Telles qu’identifiées, ces créances disposent désormais des prérogatives accordées aux créances postérieures privilégiées. Les créanciers qui en sont titulaires bénéficient du payement comptant, ils peuvent pratiquer des saisies, et à défaut de payement, ils ont droit à un classement préférentiel.
S’agissant d’abord du payement comptant, il faut s’inscrire dans les solutions fixées récemment par la Cour de cassation. En effet, le payement comptant a lieu en fonction des fonds disponibles. Or l’Association de Garantie des Salaires est subrogée dans le « superprivilège » des salaires correspondant aux 60 derniers jours impayés avant le jugement d’ouverture de la procédure. À ce titre elle doit être réglée sur les premières rentrées de fonds dans la procédure (C. cass., ch. com., 17 janv. 2024, n° 23-12.283, F-B-R et n° 22-19.451, FS-B-R). Les créances correspondant aux frais de mise en sécurité doivent s’articuler dans le cadre des fonds considérés comme disponibles.

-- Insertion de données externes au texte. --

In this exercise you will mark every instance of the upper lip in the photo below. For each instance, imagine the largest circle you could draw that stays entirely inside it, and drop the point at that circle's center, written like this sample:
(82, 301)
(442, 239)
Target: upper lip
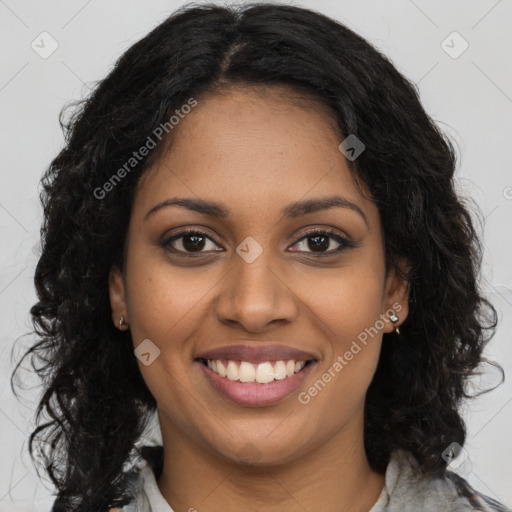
(257, 353)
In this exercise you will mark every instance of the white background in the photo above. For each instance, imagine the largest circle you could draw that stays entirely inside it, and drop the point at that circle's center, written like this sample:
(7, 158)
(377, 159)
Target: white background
(470, 96)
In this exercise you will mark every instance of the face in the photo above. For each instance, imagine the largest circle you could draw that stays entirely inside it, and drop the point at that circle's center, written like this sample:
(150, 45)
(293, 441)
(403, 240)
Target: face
(260, 278)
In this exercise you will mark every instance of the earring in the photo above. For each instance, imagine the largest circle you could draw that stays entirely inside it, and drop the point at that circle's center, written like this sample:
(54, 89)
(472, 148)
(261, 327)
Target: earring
(122, 322)
(394, 319)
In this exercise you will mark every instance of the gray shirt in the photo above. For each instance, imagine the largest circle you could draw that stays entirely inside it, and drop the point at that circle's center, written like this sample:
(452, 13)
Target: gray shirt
(405, 490)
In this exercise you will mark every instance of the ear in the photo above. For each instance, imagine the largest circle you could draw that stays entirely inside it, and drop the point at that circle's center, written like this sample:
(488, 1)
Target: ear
(116, 288)
(396, 296)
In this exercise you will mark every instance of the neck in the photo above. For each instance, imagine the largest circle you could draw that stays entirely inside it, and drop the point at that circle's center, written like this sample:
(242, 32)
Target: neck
(336, 477)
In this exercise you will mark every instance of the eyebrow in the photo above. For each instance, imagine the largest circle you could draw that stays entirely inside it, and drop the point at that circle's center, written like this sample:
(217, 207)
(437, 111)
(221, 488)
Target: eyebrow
(291, 211)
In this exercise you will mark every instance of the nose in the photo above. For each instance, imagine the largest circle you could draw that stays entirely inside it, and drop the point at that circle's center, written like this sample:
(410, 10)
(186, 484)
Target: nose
(254, 295)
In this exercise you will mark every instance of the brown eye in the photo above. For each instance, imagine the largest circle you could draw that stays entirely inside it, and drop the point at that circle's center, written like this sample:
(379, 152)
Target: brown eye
(190, 241)
(320, 241)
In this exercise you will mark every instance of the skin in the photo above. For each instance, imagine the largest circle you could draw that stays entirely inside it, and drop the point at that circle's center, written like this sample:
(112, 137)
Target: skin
(256, 151)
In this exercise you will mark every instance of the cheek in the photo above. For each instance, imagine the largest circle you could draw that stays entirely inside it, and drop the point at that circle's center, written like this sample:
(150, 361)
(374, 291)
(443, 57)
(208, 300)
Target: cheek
(347, 302)
(163, 301)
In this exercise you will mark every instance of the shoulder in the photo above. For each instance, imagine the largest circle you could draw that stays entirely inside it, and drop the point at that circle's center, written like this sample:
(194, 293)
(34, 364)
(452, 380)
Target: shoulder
(407, 486)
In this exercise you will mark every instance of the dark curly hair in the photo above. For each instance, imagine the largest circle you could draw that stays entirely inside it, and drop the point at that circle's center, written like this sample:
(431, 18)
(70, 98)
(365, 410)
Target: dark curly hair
(94, 394)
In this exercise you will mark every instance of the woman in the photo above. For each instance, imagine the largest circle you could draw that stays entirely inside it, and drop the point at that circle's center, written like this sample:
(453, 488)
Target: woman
(253, 231)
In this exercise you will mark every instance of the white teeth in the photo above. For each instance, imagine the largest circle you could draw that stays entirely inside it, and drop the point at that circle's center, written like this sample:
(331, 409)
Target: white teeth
(263, 372)
(246, 372)
(221, 369)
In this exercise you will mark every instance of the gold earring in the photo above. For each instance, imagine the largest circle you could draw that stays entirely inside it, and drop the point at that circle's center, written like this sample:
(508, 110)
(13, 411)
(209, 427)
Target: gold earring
(394, 319)
(122, 322)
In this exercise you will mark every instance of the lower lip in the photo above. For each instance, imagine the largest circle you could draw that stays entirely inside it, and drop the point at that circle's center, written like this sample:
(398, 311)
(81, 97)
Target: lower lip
(254, 394)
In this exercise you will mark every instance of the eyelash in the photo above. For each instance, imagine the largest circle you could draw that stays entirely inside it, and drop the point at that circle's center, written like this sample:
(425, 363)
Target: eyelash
(344, 242)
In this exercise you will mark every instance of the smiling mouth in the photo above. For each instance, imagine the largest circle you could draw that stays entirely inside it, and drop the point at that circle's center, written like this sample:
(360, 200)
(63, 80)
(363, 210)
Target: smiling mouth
(262, 373)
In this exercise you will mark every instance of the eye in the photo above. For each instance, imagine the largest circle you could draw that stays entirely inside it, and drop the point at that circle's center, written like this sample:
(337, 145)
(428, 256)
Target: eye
(321, 240)
(189, 242)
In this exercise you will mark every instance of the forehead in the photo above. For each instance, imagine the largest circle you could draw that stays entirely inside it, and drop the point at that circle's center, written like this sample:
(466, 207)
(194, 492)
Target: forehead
(252, 148)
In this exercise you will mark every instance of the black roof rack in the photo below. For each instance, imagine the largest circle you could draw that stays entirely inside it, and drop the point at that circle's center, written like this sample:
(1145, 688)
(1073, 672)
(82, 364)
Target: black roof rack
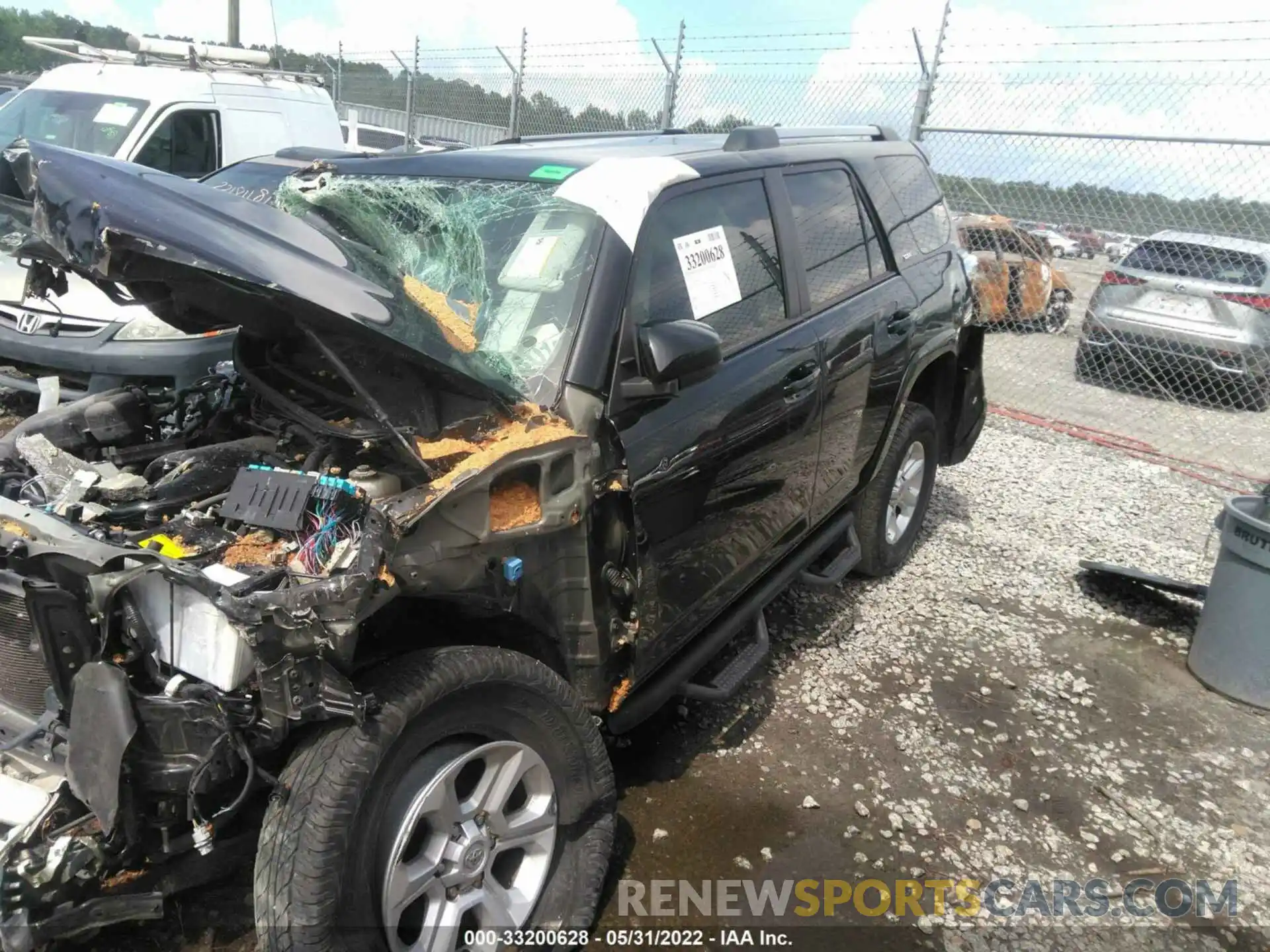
(567, 136)
(746, 139)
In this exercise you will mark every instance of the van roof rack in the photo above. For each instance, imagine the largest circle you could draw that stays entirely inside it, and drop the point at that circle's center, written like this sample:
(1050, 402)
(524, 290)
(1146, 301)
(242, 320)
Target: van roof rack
(151, 51)
(746, 139)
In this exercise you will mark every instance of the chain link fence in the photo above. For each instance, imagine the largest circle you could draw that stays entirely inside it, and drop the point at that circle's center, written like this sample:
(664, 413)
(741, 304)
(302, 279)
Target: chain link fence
(1109, 180)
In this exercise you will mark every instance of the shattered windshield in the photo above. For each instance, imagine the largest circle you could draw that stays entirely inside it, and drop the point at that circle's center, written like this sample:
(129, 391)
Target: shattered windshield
(487, 276)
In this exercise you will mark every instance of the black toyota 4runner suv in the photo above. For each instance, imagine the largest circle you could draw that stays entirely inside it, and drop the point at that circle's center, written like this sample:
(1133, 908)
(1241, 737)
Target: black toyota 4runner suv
(517, 444)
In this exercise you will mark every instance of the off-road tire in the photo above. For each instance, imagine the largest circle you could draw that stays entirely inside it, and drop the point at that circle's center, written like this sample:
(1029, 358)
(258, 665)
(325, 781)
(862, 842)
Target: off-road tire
(317, 879)
(878, 556)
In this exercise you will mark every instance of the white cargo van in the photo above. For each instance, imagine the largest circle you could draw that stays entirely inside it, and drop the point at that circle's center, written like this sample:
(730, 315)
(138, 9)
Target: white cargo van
(183, 108)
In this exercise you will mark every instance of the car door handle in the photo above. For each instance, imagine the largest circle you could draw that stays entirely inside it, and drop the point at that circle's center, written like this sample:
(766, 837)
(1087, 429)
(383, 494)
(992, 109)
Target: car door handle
(900, 323)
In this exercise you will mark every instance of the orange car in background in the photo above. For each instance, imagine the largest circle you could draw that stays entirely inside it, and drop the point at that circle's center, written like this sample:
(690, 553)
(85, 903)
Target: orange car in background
(1015, 282)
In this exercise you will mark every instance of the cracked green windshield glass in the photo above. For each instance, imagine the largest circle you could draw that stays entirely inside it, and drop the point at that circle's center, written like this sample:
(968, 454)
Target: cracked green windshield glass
(488, 276)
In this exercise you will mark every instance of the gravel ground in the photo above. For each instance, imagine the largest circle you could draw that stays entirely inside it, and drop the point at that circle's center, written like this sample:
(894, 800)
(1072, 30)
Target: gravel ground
(982, 714)
(1035, 374)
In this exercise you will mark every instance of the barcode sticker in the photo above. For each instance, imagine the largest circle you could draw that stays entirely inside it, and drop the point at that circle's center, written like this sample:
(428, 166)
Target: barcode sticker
(709, 270)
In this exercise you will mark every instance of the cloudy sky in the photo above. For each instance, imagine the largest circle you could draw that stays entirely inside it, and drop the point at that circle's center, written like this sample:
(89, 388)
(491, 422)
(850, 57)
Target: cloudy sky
(1169, 67)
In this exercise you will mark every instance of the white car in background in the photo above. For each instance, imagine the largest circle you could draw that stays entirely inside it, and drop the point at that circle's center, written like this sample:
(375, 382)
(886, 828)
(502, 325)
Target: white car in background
(1061, 245)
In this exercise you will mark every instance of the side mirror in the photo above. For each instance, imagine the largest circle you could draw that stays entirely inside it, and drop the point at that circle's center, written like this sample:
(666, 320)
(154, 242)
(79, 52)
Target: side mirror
(669, 352)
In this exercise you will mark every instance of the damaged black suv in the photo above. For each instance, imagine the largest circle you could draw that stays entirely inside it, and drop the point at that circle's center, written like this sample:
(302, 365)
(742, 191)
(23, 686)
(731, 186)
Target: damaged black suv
(516, 446)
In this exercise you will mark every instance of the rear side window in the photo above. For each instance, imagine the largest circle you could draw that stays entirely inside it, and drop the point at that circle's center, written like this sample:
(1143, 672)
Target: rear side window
(919, 197)
(722, 240)
(839, 245)
(1184, 259)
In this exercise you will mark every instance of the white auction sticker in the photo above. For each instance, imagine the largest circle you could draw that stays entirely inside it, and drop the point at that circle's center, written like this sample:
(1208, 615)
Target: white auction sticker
(708, 270)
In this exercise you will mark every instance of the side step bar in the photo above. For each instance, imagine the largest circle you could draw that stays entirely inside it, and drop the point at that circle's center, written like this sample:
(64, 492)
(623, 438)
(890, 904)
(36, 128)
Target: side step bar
(662, 684)
(724, 684)
(833, 573)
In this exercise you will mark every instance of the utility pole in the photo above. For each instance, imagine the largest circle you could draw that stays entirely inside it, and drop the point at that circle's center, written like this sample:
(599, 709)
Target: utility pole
(922, 107)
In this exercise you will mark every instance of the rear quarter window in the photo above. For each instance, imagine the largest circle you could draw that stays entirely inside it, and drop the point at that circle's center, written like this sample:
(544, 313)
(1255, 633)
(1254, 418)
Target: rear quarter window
(1185, 259)
(920, 201)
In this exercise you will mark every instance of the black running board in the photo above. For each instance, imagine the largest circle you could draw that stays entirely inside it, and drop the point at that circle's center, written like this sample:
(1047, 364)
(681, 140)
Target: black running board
(724, 684)
(846, 560)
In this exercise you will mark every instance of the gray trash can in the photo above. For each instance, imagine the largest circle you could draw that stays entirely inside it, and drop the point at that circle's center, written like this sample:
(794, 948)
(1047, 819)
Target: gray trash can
(1231, 651)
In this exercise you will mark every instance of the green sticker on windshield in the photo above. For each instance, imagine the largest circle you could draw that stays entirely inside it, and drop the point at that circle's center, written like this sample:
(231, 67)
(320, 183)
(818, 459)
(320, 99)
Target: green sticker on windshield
(553, 173)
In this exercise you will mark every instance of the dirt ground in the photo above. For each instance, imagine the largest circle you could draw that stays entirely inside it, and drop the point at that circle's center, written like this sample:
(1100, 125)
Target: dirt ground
(987, 713)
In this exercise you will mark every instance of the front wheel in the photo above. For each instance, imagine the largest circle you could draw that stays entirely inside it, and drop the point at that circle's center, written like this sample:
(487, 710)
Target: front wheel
(479, 799)
(894, 502)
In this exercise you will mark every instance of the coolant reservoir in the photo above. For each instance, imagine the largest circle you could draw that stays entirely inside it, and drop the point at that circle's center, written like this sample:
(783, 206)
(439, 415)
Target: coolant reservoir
(375, 484)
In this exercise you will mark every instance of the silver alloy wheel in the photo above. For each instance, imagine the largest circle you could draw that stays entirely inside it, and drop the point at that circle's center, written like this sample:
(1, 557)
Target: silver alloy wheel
(473, 851)
(906, 493)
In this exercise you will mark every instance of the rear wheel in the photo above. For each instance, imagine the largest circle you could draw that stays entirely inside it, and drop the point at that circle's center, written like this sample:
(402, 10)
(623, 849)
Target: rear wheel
(894, 503)
(479, 797)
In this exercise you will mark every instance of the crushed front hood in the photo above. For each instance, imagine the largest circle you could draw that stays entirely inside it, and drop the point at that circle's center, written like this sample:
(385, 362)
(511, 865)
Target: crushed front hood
(202, 259)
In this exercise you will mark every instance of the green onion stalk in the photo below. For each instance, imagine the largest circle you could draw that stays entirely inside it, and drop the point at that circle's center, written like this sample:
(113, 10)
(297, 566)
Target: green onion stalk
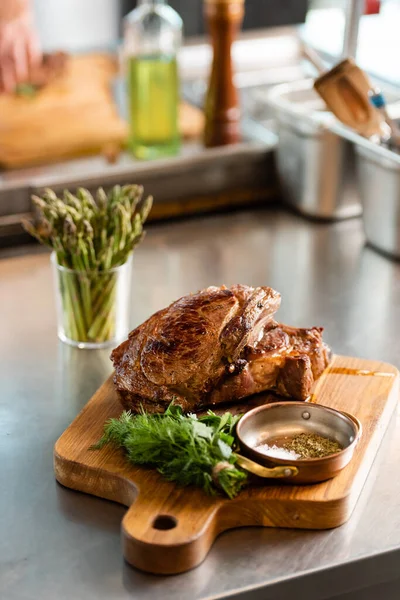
(91, 236)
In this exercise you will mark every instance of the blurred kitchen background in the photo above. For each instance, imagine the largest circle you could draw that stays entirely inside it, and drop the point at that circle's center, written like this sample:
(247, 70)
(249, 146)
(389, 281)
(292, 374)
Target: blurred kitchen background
(275, 160)
(321, 23)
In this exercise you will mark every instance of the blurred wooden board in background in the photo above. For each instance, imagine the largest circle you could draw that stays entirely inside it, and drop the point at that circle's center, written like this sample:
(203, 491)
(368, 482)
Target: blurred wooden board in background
(74, 115)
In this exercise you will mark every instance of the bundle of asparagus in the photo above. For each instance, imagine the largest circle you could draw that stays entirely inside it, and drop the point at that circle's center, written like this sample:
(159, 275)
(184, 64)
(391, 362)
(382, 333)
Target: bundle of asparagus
(90, 238)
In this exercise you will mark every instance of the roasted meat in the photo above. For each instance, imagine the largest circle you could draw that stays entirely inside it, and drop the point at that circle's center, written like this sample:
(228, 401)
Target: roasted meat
(219, 345)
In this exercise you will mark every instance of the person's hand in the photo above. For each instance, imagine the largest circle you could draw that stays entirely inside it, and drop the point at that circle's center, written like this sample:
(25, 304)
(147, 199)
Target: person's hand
(19, 49)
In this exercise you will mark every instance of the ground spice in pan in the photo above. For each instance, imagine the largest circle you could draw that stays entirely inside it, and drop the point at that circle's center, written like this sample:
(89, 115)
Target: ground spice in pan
(311, 445)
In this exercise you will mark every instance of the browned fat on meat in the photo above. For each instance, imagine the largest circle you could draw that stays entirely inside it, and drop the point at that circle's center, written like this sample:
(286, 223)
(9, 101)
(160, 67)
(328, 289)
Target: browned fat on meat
(218, 345)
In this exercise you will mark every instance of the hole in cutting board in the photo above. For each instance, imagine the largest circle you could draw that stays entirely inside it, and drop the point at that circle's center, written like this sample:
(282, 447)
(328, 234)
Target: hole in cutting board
(164, 522)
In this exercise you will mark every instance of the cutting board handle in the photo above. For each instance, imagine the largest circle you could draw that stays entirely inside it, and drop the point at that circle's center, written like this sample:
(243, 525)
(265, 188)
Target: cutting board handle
(165, 532)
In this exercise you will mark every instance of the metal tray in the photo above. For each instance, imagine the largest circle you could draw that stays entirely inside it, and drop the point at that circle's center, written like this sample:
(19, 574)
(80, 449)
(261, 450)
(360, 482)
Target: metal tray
(378, 179)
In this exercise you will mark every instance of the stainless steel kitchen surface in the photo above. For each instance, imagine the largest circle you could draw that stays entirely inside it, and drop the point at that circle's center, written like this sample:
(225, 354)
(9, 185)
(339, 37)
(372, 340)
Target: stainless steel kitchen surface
(60, 544)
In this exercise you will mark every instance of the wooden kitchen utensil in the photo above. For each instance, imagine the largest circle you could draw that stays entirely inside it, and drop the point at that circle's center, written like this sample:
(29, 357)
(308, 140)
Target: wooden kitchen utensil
(222, 110)
(169, 529)
(345, 91)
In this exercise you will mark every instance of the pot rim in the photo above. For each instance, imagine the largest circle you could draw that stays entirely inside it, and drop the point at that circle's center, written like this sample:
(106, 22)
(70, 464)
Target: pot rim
(302, 462)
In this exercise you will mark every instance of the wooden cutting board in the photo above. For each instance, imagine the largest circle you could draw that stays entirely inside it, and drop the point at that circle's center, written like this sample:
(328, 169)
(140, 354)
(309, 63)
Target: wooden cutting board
(74, 115)
(168, 529)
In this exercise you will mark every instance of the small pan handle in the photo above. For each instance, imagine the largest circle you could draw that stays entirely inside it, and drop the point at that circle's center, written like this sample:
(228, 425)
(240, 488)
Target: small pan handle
(274, 473)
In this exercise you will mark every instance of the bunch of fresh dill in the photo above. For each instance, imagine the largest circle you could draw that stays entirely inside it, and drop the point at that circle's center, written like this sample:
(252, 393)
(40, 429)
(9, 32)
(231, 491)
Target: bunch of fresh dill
(186, 449)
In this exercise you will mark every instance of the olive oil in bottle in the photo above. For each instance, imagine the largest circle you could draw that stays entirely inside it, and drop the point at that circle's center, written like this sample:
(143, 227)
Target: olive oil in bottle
(153, 33)
(153, 106)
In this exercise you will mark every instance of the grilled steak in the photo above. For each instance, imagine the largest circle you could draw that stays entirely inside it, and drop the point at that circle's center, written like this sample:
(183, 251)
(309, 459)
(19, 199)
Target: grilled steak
(219, 345)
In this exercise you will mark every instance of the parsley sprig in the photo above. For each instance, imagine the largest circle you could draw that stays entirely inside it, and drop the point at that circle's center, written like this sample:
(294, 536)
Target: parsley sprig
(185, 449)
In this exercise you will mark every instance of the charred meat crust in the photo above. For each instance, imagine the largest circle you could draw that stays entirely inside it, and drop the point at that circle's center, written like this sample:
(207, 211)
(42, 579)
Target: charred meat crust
(219, 345)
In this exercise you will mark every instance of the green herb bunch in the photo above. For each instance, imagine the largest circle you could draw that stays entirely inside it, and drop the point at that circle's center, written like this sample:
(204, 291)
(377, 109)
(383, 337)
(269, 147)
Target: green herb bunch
(186, 449)
(90, 236)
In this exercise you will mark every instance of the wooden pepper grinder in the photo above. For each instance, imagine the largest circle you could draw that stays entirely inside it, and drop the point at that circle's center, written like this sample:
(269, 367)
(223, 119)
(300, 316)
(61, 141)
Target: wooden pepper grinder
(222, 111)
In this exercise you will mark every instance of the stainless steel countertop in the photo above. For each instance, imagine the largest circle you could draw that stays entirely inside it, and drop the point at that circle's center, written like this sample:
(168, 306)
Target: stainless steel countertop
(57, 544)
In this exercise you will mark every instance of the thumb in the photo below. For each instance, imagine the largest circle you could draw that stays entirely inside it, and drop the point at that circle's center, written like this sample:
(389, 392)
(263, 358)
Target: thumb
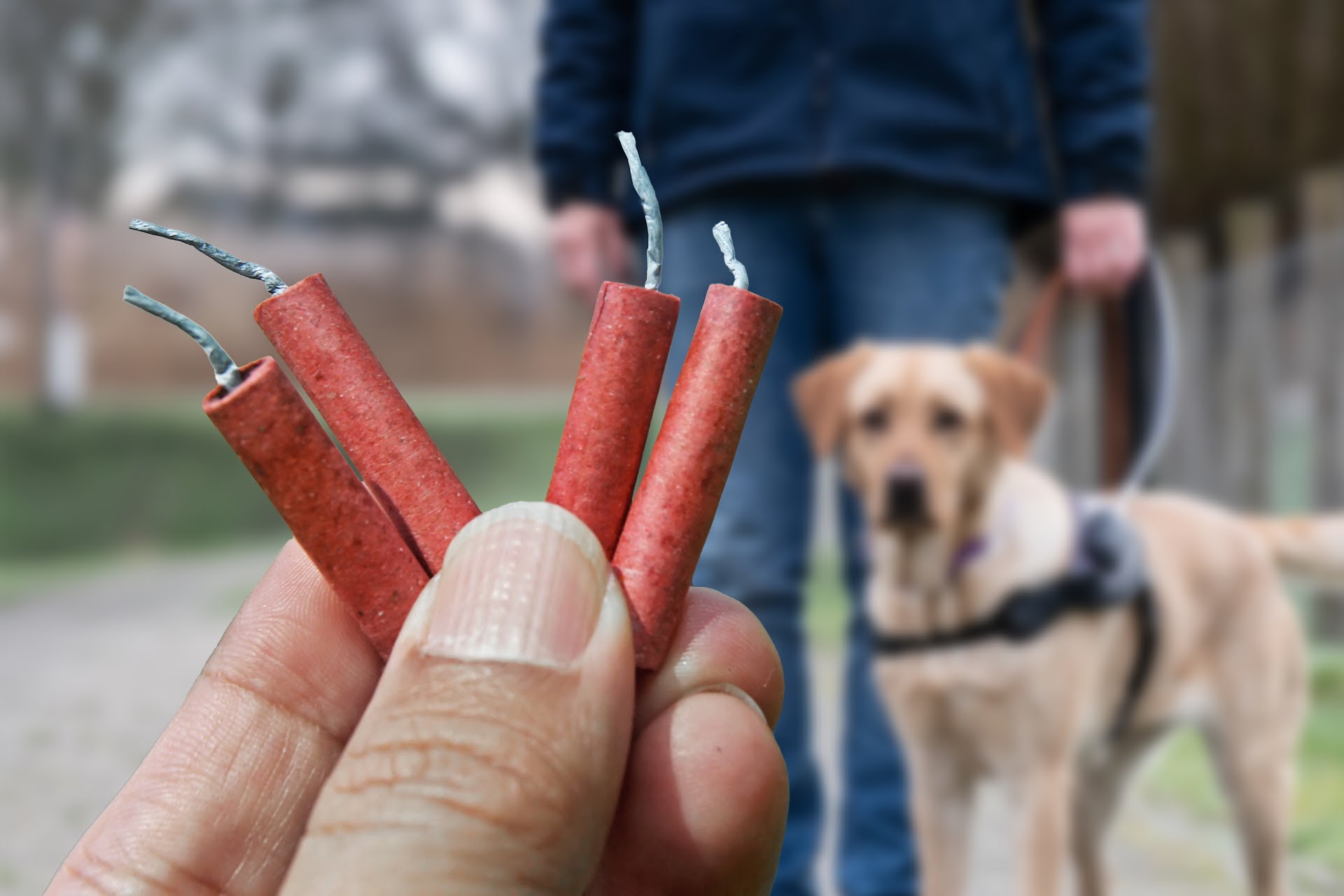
(491, 757)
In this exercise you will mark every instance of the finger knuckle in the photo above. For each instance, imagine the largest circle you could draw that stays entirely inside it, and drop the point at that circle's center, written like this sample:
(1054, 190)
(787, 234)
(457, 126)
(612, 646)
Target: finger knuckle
(464, 758)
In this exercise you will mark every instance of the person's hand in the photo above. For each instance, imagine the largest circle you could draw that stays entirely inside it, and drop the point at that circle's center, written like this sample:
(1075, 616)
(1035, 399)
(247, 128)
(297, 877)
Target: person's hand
(589, 246)
(1105, 242)
(507, 747)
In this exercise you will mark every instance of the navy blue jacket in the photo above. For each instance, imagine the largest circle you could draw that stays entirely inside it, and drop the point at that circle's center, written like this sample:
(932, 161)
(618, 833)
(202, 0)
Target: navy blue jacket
(1031, 101)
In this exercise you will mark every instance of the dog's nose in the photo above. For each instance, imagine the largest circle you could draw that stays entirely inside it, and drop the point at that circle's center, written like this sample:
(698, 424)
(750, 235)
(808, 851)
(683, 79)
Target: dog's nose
(906, 501)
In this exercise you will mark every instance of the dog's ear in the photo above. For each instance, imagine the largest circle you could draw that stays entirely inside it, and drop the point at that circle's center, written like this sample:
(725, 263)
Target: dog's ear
(819, 396)
(1018, 396)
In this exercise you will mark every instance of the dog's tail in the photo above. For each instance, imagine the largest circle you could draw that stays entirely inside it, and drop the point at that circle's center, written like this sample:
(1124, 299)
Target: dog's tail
(1307, 546)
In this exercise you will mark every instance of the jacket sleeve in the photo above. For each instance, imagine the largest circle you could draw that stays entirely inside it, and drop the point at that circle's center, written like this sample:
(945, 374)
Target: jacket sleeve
(1096, 66)
(588, 55)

S’agissant ensuite du classement en cas de non payement comptant, la loi Industrie verte intervient en modifiant également l’article L. 643-8 du code de commerce et en créant un nouveau privilège. Ce privilège prend le cinquième rang dans le classement des créances postérieures privilégiées, hors subsides versés au chef d’entreprise, donc après le superprivilège des salaires, les frais de justice, le privilège des produits agricoles, le privilège de conciliation. Il passe donc avant les sûretés immobilières, le privilège simple des salaires, le privilège de new money et enfin les autres créances postérieures restées impayées. L’arrêté préfectoral de consignation en bénéficie ainsi que les éventuelles factures restant dues aux entreprises ayant assuré la mise en sécurité du site.
Sur ce point, la loi Industrie verte est applicable immédiatement aux procédures de liquidation judiciaire ouvertes ou prononcées après sa promulgation, soit le 23 octobre 2023 (L. 23 oct. 2023, art. 14, III).